On this earth all good things come to an end and the engineering phase of aerospace was finished. Jim did another career changes and went back to school at the Sacramento campus of the University of California specializing in heavy industry. By now he was married with children. He later moved to San Jose where he worked designing what is today called the Bradley Tank. Sick of producing more efficient ways to kill people, he quit his job in the midst of the first oil crisis and moved to New Hampshire, unemployed. In three weeks he had a job designing safety equipment for coal mining machinery. From there his work accomplishments read like an American industrialist documentary. His products ranged from equipment to manufacture of computer chips to a bread board model of a hybrid automobile. Modest to the point of embarrassment, Jim always says he never did anything along; that it was a team effort. Just as in football, a quarter-back is nothing without every man on the team doing his job.

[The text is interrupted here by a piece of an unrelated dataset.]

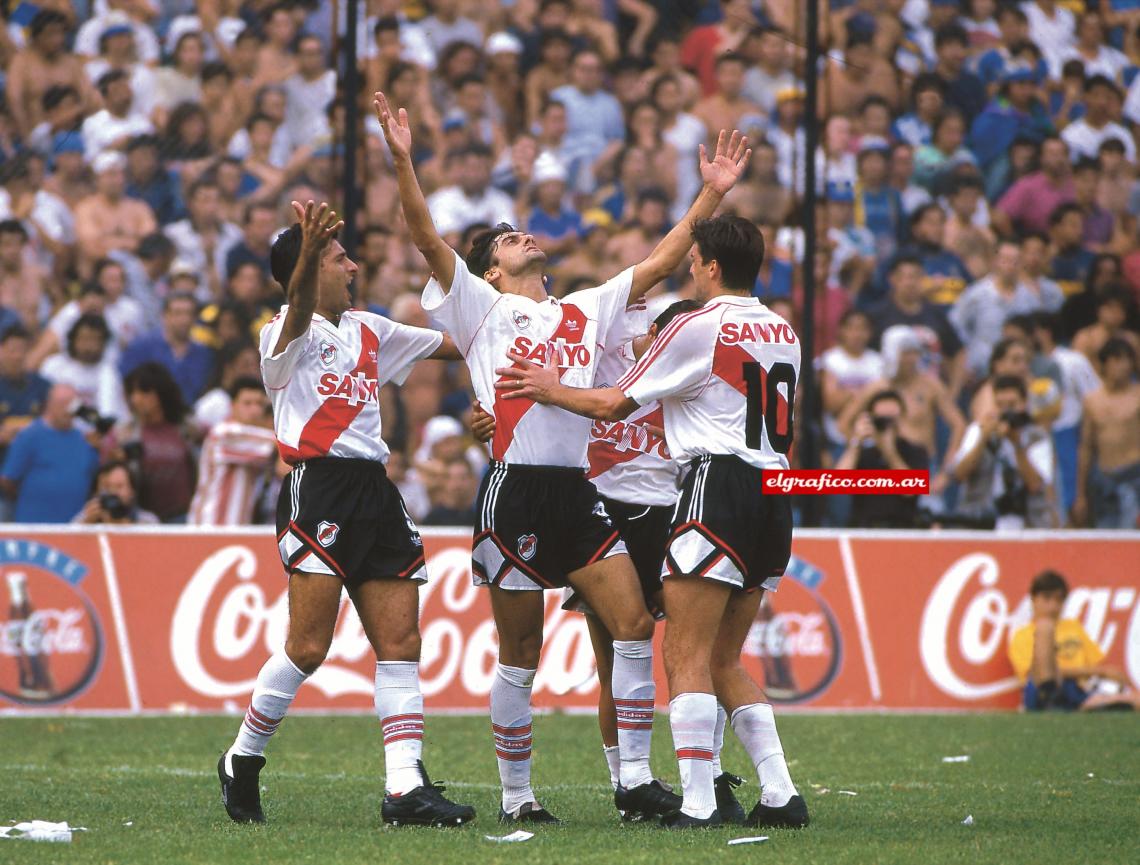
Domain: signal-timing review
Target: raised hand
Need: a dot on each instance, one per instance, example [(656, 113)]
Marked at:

Jim’s design philosophy was simple:
1) Learn the fundamentals of science really well
2) Design right up to the limit
3) Put in some safety factor
4) Camophlage the safety factor so nobody can take it away from you
One of the proudest moments in Jim’s life was when he took his family to the Smithsonian in Washington DC. Three of his products were there. Nobody had ever told him they were placing them there. At first thought one would think: “Wow! Jim is really great!” After you ponder that for a while you likely say: “If they’re in a museum, it means nobody is using them anymore. What’s so great about that?”

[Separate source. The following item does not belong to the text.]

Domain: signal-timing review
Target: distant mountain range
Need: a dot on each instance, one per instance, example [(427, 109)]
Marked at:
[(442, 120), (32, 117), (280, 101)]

Every trade has its certificate of success. For amateur sports it’s an Olympic medal. For pro sports it’s a championship ring. For engineering, it is a patent. Jim was awarded a patent for a design improvement on a medical cat scan. It involved improving the dynamic seal on the rotating anode so that the radiation the patient receives is reduced by 75%. Sadly they don’t use cat scans much anymore. It’s all MRI now.
As people age they lose some valuable part of their body. Jim had to retire at the relatively young age of 59 due to failing eyesight in both eyes. He could not see the cursor on the computer screen anymore. He was diagnosed with Fuchs Dystrophy, a disease of the cornea. In affects 15 million Americans. So many cells in the cornea die that it becomes opaque and no light can get into the eye. Jim was retired for six years and finally received that status of being legally blind, a dubious honor. Nine more years after that a new cure was developed called DSAEK. It involves cutting out the old cornea and implanting stem cells. Then presto, the patient grows a new cornea. Jim was able to see the oranges on the tree outside his window five days post-op. A hundred days later his vision was 20/200. Another three months, it was 20/100. Now it is 20/23 in one eye and 20/32 in the other – and that is without glasses or contacts.
Sadly after 49 years of marriage, Jim’s wife died due to complications of a stroke. He likes to believe she graduated to a better life. Jim filled out the State form, paid the fee and Audrey B. Toboni is buried in his rose garden. When the weather is good he sits in a special chair by her cross and enjoys her spiritual company.
Nowadays Jim sits in the sunshine in his living room overlooking the Russian River Valley and watches the world go by. Twice a week he goes to the Senior Center to do yoga or play games.